At the Specification level, the designer needs to take the vision that has been agreed in High-Level Design and turn it into a set of specifications that explain the detail of how each piece should work. The specifications should aim to be complete and fully detailed. However, this should not be at the cost of making them too heavy and complex – specifications are only valuable if they are actually used. For this reason, it makes sense to create multiple separate specifications for different pieces and aspects of the project, because this makes them easier to produce, easier to share, easier to read and easier to update.

Note that once development begins, the product itself will rapidly become the specification – it is far more detailed and complete than any document can be. Therefore, all specification documents need to be seen as disposable.

At this point visual design needs to work through all of the details too, including resolving transient aspects like selection states, rollovers and how elements respond to changes in window size or screen resolution. The first round of assets should also be produced, e.g. icons and cut outs. Designers may also provide CSS values or code snippets to help developers to implement the design correctly.

At the specification level, prioritisation and the staging of features needs to be considered. Specifications are needed for the first iteration of the highest priority features of the product, so these should be done first. However, where possible, they should include an indication of how the feature will be extended in the future.

AGILE DELIVERY

Once development begins, designers must work to offer close support through agile development sprints.
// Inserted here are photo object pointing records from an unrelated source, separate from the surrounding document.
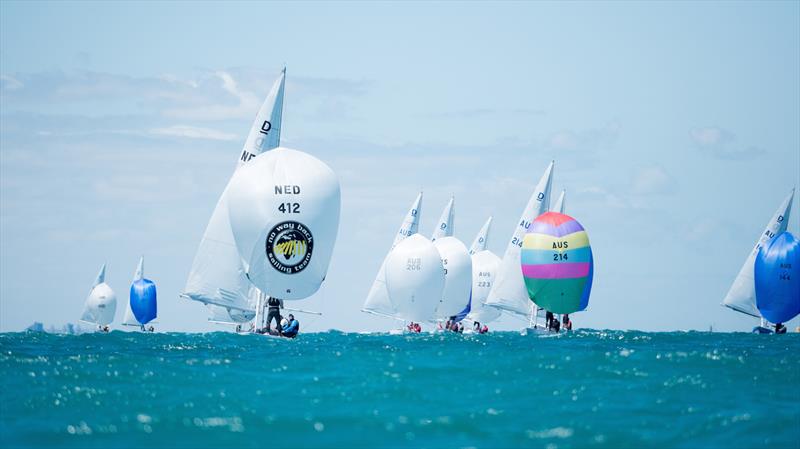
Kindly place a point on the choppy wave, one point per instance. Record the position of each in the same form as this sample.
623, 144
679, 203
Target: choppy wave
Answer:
590, 388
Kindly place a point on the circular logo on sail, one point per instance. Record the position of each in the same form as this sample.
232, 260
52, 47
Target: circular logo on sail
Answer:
289, 247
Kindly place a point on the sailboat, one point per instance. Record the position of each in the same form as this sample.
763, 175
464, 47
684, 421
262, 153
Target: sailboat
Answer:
484, 269
101, 304
217, 278
509, 293
558, 206
455, 300
377, 302
557, 263
741, 296
415, 278
142, 306
777, 279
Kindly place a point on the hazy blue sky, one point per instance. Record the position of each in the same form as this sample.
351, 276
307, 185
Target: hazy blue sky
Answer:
675, 128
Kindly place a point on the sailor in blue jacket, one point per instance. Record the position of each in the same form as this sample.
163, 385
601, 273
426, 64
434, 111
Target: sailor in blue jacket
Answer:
291, 328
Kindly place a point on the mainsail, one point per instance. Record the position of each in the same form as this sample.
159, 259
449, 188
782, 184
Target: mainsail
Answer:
414, 278
444, 228
482, 239
558, 206
217, 278
742, 295
378, 298
509, 292
101, 304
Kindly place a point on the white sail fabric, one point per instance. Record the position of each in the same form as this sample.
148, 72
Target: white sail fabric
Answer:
457, 276
284, 212
444, 228
414, 278
378, 298
101, 304
484, 270
559, 204
509, 292
217, 277
742, 295
482, 239
265, 134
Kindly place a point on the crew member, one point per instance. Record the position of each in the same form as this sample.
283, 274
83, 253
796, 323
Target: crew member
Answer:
274, 312
291, 328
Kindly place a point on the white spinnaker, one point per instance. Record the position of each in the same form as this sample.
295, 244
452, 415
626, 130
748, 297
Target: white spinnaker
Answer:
484, 270
444, 227
414, 278
458, 276
482, 239
217, 278
558, 206
742, 295
130, 319
509, 292
378, 298
101, 304
284, 210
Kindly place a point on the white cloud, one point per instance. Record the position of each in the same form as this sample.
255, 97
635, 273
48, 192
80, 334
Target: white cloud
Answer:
194, 132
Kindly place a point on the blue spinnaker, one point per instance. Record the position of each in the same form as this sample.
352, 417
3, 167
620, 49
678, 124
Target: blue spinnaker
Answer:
777, 279
143, 300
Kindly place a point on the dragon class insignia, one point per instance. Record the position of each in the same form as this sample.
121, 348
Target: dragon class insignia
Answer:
289, 247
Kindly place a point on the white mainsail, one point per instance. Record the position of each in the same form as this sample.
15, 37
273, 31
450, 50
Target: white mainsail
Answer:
559, 204
217, 278
484, 270
509, 292
130, 319
482, 239
101, 304
444, 228
414, 278
742, 296
457, 265
378, 302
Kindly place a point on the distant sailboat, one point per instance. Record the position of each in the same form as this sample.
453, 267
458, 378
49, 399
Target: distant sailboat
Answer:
455, 300
484, 269
444, 228
378, 302
742, 295
217, 277
414, 278
509, 293
101, 304
142, 307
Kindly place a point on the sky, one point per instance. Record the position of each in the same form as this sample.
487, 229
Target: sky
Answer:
675, 129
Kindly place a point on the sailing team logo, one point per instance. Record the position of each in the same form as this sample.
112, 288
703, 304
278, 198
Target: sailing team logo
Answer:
289, 247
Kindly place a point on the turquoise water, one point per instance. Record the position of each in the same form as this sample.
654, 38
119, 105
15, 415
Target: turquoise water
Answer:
587, 389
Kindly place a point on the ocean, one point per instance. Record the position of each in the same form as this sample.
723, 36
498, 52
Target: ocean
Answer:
587, 389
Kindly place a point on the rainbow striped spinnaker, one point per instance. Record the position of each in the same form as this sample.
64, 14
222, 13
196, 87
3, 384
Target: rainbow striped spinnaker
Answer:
557, 263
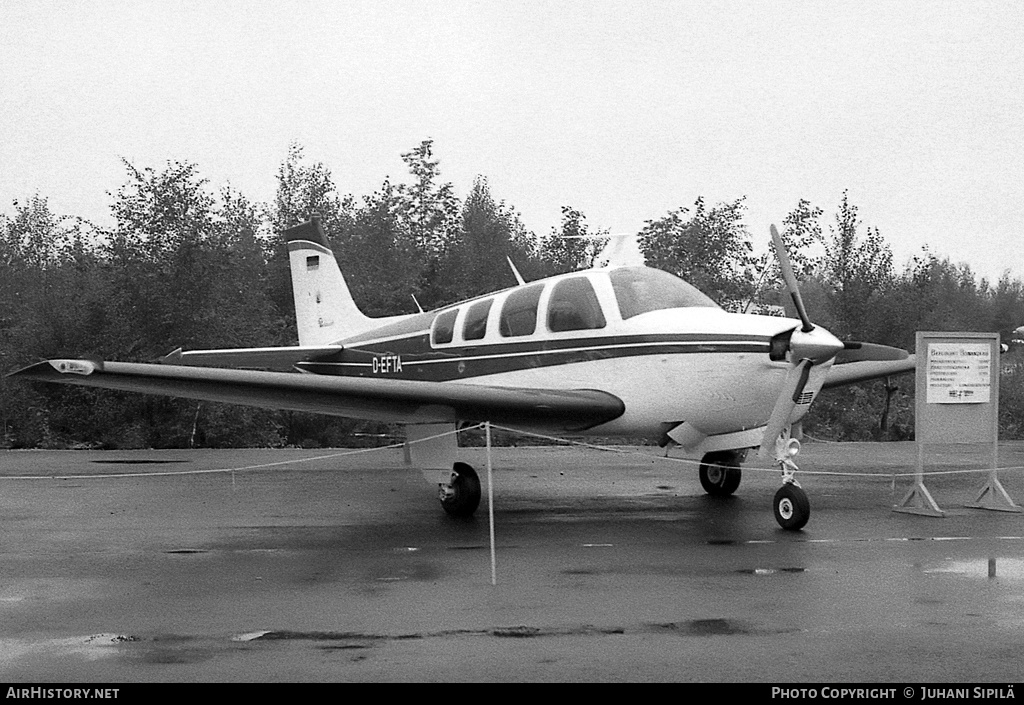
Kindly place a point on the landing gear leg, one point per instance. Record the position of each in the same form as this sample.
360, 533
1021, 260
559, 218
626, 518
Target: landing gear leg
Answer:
462, 495
791, 504
720, 473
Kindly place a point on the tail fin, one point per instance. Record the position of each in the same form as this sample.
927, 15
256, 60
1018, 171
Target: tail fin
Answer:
325, 310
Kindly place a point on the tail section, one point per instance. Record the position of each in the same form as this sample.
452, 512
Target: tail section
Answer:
325, 310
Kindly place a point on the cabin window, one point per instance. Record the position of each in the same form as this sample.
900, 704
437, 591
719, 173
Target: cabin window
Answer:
573, 305
519, 312
641, 289
444, 327
475, 326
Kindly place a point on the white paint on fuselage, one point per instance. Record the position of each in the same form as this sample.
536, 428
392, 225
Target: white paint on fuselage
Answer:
716, 391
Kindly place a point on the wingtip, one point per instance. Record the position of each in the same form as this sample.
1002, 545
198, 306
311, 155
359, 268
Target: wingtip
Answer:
50, 368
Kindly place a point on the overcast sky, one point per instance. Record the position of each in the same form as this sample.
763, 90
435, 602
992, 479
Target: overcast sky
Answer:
623, 110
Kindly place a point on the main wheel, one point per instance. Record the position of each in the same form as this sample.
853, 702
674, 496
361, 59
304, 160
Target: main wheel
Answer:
720, 473
792, 507
464, 493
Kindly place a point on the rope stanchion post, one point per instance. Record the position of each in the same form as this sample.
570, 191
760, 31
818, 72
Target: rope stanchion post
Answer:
491, 508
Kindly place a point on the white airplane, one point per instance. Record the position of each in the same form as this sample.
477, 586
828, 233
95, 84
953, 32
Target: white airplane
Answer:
623, 350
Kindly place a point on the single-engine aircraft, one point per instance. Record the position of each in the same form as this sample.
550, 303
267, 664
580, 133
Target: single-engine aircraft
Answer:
616, 350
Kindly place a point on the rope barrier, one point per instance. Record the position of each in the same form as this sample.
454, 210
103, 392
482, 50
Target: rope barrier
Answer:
566, 442
609, 449
243, 468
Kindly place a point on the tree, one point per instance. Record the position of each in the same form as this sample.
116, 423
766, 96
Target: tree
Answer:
711, 249
855, 272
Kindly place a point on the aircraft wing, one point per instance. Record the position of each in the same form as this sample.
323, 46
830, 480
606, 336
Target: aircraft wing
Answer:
273, 358
382, 400
849, 373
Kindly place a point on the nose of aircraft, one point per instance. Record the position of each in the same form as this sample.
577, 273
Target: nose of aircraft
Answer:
817, 344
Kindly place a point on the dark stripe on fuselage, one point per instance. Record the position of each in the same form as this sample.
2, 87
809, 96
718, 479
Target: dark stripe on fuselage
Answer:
413, 358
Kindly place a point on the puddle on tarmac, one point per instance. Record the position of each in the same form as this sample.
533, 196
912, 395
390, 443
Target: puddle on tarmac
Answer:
1012, 569
770, 571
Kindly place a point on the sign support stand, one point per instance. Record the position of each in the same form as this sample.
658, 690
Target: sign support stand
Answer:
919, 500
957, 402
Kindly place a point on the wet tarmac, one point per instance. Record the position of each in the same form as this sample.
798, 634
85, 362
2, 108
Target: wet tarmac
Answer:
609, 567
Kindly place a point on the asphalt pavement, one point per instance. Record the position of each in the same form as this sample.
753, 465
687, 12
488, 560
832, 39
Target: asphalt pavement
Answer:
313, 566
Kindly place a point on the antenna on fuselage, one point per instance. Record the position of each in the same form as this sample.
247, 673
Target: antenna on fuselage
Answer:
518, 277
623, 249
Types of activities at this level include:

  • Redesign work in response to problems with implementation, or as a result of new lessons learned.
  • Creation of additional assets.
  • Adding more information to specifications in response to development questions.
  • Testing builds of the product, raising bugs, talking to developers to understand problems and suggest solutions.

This is the level of crafting the interface to get the details right – especially the level of detail which cannot reasonably be captured in specifications. As stated above, the product should be seen as the ultimate specification, rather than any document. It is impractical to create a specification that is as detailed as the product itself and clearly impossible to keep such a specification up to date. Instead, it is better to begin building without waiting for all the details and to work through these during the build. This is the essence of Agile as a development methodology.

This also means that while it might be valuable to refer back to specifications that were produced in the previous phase, or to update them to reflect changes, it will be more effective in many circumstances to ignore them and specify new work in the form of changes to the current system, rather than as absolute specifications. Change specifications will be easier for developers to read and make use of as they are much shorter and formulate clearly what the developer needs to do, as opposed to the developer having to figure out how the current system differs from the specification (especially given that the specification is necessarily incomplete).

How can research contribute at this level?

Research can contribute during development by starting to user test the actual product as features become available and feeding back findings in the form of improvements. At this stage, this process can be seen as one of ‘sanding off’ the rough edges of the product.

Whilst testing is almost always valuable, it can be made much more effective if it is explicitly tied into the development cycle and time is set aside within sprints to make changes that are identified. Without this, there is a danger that improvements need to fight it out in the priority queue against upcoming functional work and will inevitably tend to lose out.